Back home, I sneaked in and decided it would be better to settle on the couch which contributed more to peace than the antics of numerous winners of the Nobel Peace Prize. I was still mulling over the last discussion about what we have missed most this year. The weeks without sales of liquor and cigarettes were brushed off with a “we never were without the goodies”. Of the things caused by the Religion of Lockdown, the shortage of key sport events and the abundance of walking around being muzzled by damn masks, were the two things that generated consensus in our group as being the worst.

I was still struggling to decide which of the two things irritate me most, when I dozed off…

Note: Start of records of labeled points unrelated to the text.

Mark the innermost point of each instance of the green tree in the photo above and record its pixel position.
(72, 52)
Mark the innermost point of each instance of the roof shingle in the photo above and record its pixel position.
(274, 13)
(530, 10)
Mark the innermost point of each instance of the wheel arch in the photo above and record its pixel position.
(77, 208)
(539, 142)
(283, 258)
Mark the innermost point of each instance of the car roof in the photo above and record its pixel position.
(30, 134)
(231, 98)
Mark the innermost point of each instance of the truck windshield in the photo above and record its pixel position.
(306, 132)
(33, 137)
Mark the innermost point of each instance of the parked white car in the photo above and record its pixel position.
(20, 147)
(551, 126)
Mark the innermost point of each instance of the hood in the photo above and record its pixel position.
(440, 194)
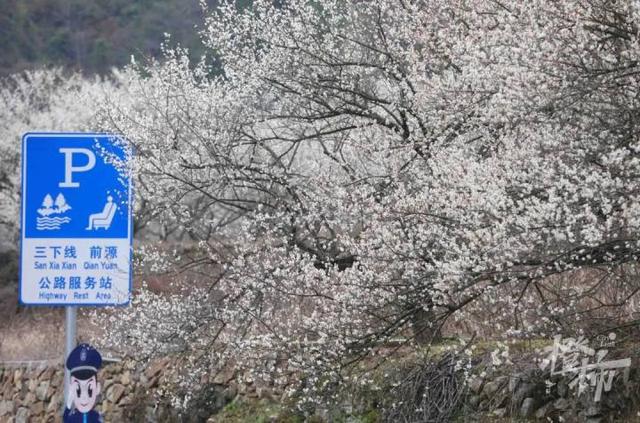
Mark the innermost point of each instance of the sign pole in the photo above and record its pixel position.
(70, 344)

The Bookmakers’ Betting Board

Suddenly I find myself at Greyville Race Course where the SA Cabinet Stakes are about to be run.  The trophy – Worst Minister in a Bad Cabinet – is on display in front of the main stand. It’s the final few minutes for placing bets. Looking at the Bookmakers’ Betting Board, the favourites (jockeys in brackets) are at:

  • 2 – 1 Burning Trucks (Fearfokol Mbalula), Disruptive Governance & a Disastrous State of Affairs (Nkosazana Dlamini-Zuma) and The-beach-is-banned-and-SAPS-can-close-businesses (Bheki Cele);
  • 5 – 1 State Control & Umpteenth Regulations (Braampie Patel), Cutting Tender Corners (Antie Patricia);
  • 8 – 1 Snailpace Digital Transformation (Stella Foot-in-the-mouth Ndabeni-Abrahams) and Flattening the Curve (Zweli Mkhize).

They are followed at 10 – 1 by We’re-more-productive-when-we-strike (Senzu Mchunu), We can Riot but not Write (Angie Motshekga) and Unemployment is Our Pride (Walter Nxesi).      

The horses that are clearly not favourites are To Hell with the Taxpayers (Pravin Gordhan) at 33 -1, No-Abalone but Polluted Rivers (Dallas Creecy) and Forward to the Fiscal Cliff (Tito Mboweni) at 50 -1 and My Fellow South Africans aren’t all ‘Our People’ (CR) at 80 – 1.